Verilog always block statement

i just want to know the difference between this two statement
always #(posedge CLK)
begin
state <= next_state;
end
AND:
always #(CLK)
begin
case(CLK)
1'b1:
state <= next_state;
1'b0:
state <= state;
end
Is there a difference between both ?
Thanks
Not quite. posedge detects these transitions (from the LRM):
Table 43—Detecting posedge and negedge
To 0 1 x z
From
0 No edge posedge posedge posedge
1 negedge No edge negedge negedge
x negedge posedge No edge No edge
z negedge posedge No edge No edge
So, 0->x is a posedge, for example. Your second example only detects cases where CLK ends up as 1, so misses 0->x and 0->z.
The IEEE Std. 1364.1(E):2002 (IEC 624142(E):2005), the Verilog register transfer level synthesis standard, states in Sec. 5.1 that an always block without any posedge/negedge events in the sensitivity list is combinational logic. I.e. the signals in the event list are ignored and the block is synthesized as if an implicit expression list (#(*), #*) was used. The following example is given in the standard ("Example 4" on page 14):
always # (in)
if (ena)
out = in;
else
out = 1’b1;
// Supported, but simulation mismatch might occur.
// To assure the simulation will match the synthesized logic, add ena
// to the event list so the event list reads: always # (in or ena)
(the comment is also copied from the standard document)
I.e. for a synthesis tool your second block is effectively:
always #*
begin
case(CLK)
1'b1:
state <= next_state;
1'b0:
state <= state;
end
which is just a multiplexer with CLK as select input, next_state as active-1 input and the output (state) fed back as active-0 input. A smart synthesis tool might detect that this is identical to a d-type latch with CLK as enable-input and create a d-type latch instead of a combinational loop. Note that the synthesis tool is not required to detect this latch because the code explicitly assigns state in all branches (compare Sec. 5.3. of the standard).
Either way this is different from the d-type flip-flop your first code example would synthesize to. This is one of many cases where Verilog-code has different meaning in simulation and synthesis. Therefore it is important to (1) write synthesizeable Verilog code in a way that avoids this cases and (2) always run post-synthesis simulations of your design (even if you are also using formal verification!) to make sure you have successfully avoided this pitfalls.
Functionally, those two circuits describe the same behavior in verilog, so I think there should be no difference.

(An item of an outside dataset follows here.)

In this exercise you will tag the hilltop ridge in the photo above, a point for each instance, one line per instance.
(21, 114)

However you should generally use the first style, as that is the one that is standard for writing synthesizable code, and most understandable by anyone else reading your code. The latter style, while describing the correct behavior, may confuse some synthesizers that don't expect to see clocks that are both sensitive to positive and negative edge.
The two blocks are VERY different.
The top one gives you a flip-flop while the bottom one gives you a latch with a multiplexer with the CLK as the select signal.
The critical difference between the two blocks is that the top one is a synchronous block i.e. the posedge clk part while the bottom one is asynchronous with the CLK level, not edge.
A verilog simulator could do left-hand sampling of CLK, effectively making the the case(CLK) version the same as a negedge CLK flop. Otherwise the simulator will treat it like a posedge CLK flop. It really depends how it is handled in the scheduler of specific simulator (or how a particular synthesizer will process it).
The most common codding styles all use the first condition. It is explicitly clear to the synthesizer and anyone reading the code that state is intended to be a flip-flop with a positive edge clocking trigger.
There is also a simulation performance differences. The posedge CLK performances 2 CPU operations every clock period, while the case(CLK) will perform 6 CPU operations every clock period. Granted in this example the differences is insignificance, but in large designs the poor coding used everywhere will add up to hours of simulation time wasted.